Связав свою судьбу с Израилем, они уже здесь, в Москве, потеряли черты евреев галута. Им стало безразлично, что о них думают русские, они были неуязвимы для юдофобства и — так, во всяком случае, они заявляли — их больше не интересовала судьба России: русский народ, мол, вполне устраивает советская власть. Только мы, евреи, всегда пытаемся что-то изменить в этой стране. И напрасно — пора заняться своими делами. И Меир даже признался, что его не так, как раньше, волнует лагерная тематика. Но я не очень верила таким заявлениям — я видела, как, собравшись на урок иврита, заядлые сионисты жадно читают книгу Гроссмана «Всё течёт», передавая по кругу машинописные листки. Уже здесь, в Израиле, я слышала, как один из виднейших тогдашних активистов алии и бывший заключённый сказал: «Я по России не скучаю, я скучаю по Колыме: там климат здоровый».
Когда я сейчас изредка приезжаю из Иерусалима в Петах-Тикву и навещаю хлебосольный, русско-еврейский дом Меира, я радуюсь встрече со старыми друзьями, готовыми по-прежнему помочь в трудную минуту. Я не пытаюсь разобраться, прав ли Меир, упрекая бывших активистов в том, что остыл их прежний пыл, что они изменились. Я не верю, что люди с годами меняются. А все они были хорошие люди, хотя и фанатики.
И о том, надо ли всем евреям ехать в Израиль, мы больше не спорим. Раз мы здесь — о чём же спорить?
…Побывав в доме Меира (в Москве), я стала снова заниматься ивритом, на этот раз у Вадима Меникера, с которым впервые познакомилась во время процесса над Синявским и Даниэлем (он написал письмо в их защиту). Хозяева, художник Натан Файнгольд и я занимались с Михаилом Зандом, который был очень хорошим учителем, но мы с нетерпением ждали конца урока, чтобы за кофе и бутербродами наговориться всласть. Однажды Миша принёс пластинку Шломо Карлбаха. Мы её часто и с наслаждением слушали, переписывали на плёнку. Потом эту плёнку слушали другие мои друзья и тоже восхищались. Но пение Карлбаха было им чуждо. Для них оно было — как выражение торжества еврейского духа над их обречённым миром.
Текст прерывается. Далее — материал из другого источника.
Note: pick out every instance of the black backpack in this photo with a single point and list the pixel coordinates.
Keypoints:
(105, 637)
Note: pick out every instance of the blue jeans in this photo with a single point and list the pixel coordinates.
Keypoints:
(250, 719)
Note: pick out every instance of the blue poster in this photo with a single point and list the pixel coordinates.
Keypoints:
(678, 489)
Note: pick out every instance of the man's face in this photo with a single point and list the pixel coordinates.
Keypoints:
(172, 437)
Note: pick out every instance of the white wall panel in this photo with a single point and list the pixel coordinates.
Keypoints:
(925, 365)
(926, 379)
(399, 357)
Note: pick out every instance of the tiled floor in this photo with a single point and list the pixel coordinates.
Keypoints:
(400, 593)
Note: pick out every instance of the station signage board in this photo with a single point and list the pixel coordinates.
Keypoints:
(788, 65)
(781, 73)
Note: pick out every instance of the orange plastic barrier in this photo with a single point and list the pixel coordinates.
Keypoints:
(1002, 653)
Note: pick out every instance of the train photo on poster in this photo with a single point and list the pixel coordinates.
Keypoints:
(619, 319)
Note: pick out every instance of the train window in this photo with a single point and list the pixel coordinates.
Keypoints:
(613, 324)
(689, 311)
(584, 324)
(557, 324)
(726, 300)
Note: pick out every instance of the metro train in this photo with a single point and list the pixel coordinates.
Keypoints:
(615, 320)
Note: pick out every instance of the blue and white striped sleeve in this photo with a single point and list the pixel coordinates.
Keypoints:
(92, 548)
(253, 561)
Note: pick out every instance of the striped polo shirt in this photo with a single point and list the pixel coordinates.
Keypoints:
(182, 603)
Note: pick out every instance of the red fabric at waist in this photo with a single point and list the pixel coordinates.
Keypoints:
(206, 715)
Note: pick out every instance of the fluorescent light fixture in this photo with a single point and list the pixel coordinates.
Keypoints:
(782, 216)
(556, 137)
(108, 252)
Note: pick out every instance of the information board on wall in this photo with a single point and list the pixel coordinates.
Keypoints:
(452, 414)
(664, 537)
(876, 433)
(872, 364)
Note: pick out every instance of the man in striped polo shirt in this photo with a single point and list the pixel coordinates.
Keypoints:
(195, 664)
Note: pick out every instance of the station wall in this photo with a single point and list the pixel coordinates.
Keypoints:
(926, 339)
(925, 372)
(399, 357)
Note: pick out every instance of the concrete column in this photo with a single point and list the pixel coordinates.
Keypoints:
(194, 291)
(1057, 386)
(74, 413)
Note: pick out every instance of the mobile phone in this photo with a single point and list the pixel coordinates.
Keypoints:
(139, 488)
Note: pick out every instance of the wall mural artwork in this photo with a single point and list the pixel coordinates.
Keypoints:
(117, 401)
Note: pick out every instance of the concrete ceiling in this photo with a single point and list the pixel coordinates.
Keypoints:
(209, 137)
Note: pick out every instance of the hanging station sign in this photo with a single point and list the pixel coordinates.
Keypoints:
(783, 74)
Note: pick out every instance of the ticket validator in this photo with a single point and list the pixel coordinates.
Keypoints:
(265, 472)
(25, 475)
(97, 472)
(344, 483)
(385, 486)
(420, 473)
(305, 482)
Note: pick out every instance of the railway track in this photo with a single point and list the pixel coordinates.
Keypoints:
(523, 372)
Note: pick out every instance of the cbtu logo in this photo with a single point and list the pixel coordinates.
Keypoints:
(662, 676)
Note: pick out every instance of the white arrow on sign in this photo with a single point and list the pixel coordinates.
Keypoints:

Наши отношения с властями и контакты с сионистами принято считать политикой. И могло показаться, что мы слишком много для нормальных мужчин и женщин занимаемся этой политикой. Почему, в самом деле, какой бы за последние годы ни разразился сандал, кого бы ни сажали, ни судили, ни клеймили, ни выгоняли с работы — всё это оказывались или наши друзья, или знакомые, или знакомые знакомых? Почему мы газет не читали, а регулярно читали «Хронику текущих событий»? И разве А.Кестлер и Д.Оруэлл — самые крупные философы современности, что мы читали их, а не какого-нибудь Хайдеггера? Почему моя мать, далёкий от литературы человек, удостоилась принимать в своём доме писателя Солженицына, почему в этот дом он принёс рукопись своего романа «В круге первом»? Почему, вооружившись знанием иностранных языков, не искали мы открытий человеческого духа в других сферах, неизменно возвращаясь «на круги своя»: тюрьмы, психушки, положение евреев, ехать — не ехать? Это риторические вопросы. Иначе быть не могло.
Но иногда случалось забрести в чужие пределы. Туда вели не только потребности духа, которому было тесно в тисках политики. Естественно возникали привязанности, для которых нет законов и ограничений, ни политических, ни национальных. Мы не орден какой-то. И не в гетто живём. И кто нам — свои, кто — чужие?